2.2 Digital Maturity Models as Socio
Technical Systems
As the distinction between DT and digitalization
highlights, DT is not a trivial initiative that can be
implemented through simple project structures within
short timeframes. Instead, DT represents a
multifaceted and complex construct that must be
broken down into numerous sub-projects and
workstreams involving a wide range of stakeholders
to enable a gradual and systematic implementation of
the transformation process (Correani et al., 2020; Furr
et al., 2022; Jöhnk et al., 2020). As with all
organizational initiatives, the initial and most critical
steps in digital transformation involves defining
objectives, determining the current state, and
establishing a pathway to achieve the desired target
state. In the context of digital transformation, the
concept of maturity models has been adapted to the
digital domain. These digital maturity models
(DMMs) are designed to measure how digitally
mature organizations are, to define a target maturity
state, and—depending on the model type—even
support organizations in achieving that state (Gill &
VanBoskirk, 2016; Minh & Thanh, 2022b;
Pöppelbuß & Röglinger, 2011; Thordsen & Bick,
2023a). The variable being measured, referred to as
maturity, can be defined as a "measure to evaluate the
capabilities of an organization in regard to a certain
discipline" (Poeppelbuss et al., 2011).
In the case of DMMs, this specifically pertains to
digital capabilities, which, as previously established,
are an outcome of digital transformation.
Consequently, existing research often uses the term
Digital Transformation Maturity synonymously with
digital maturity. The Capability Maturity Model, the
most frequently used type of maturity model in the
literature, serves as the foundation for this approach.
It deconstructs the concept of DM into various
dimensions, each associated with corresponding
capabilities that represent specific maturity levels
(Aguiar et al., 2019; Paulk et al., 1993).
An organization can exhibit a certain capability
level within each dimension, which is then interpreted
as its maturity level in that area.

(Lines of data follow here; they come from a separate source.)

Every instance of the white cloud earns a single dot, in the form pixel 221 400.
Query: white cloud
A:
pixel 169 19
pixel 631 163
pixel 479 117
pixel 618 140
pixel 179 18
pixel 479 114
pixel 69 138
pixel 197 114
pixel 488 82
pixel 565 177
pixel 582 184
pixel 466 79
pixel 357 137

Descriptive models
focus solely on reporting the current maturity level to
the user, enabling an initial As-Is assessment.
Prescriptive models take this a step further by
allowing users to define a target state and provide
guidance on how to progress from the current
maturity level to the desired state. Building on these,
comparative models add the functionality of
benchmarking, allowing organizations to compare
their performance internally (tracking progress over
time) or externally (evaluating their standing relative
to competitors). DMMs can thus play a central role in
the transformation process by first conducting an As-
Is assessment, providing a starting point for planning
digital transformation (descriptive). Building on this,
they offer guidelines to support detailed planning and
target setting (prescriptive). Furthermore, DMMs can
serve as a steering tool by tracking progress through
intermediate steps, measuring their success, and
benchmarking the organization’s advancing digital
maturity both internally and externally (prescriptive
and comparative) (Pöppelbuß & Röglinger, 2011).
DMMs often exist in traditional analog formats,
such as assessment documents and questionnaires.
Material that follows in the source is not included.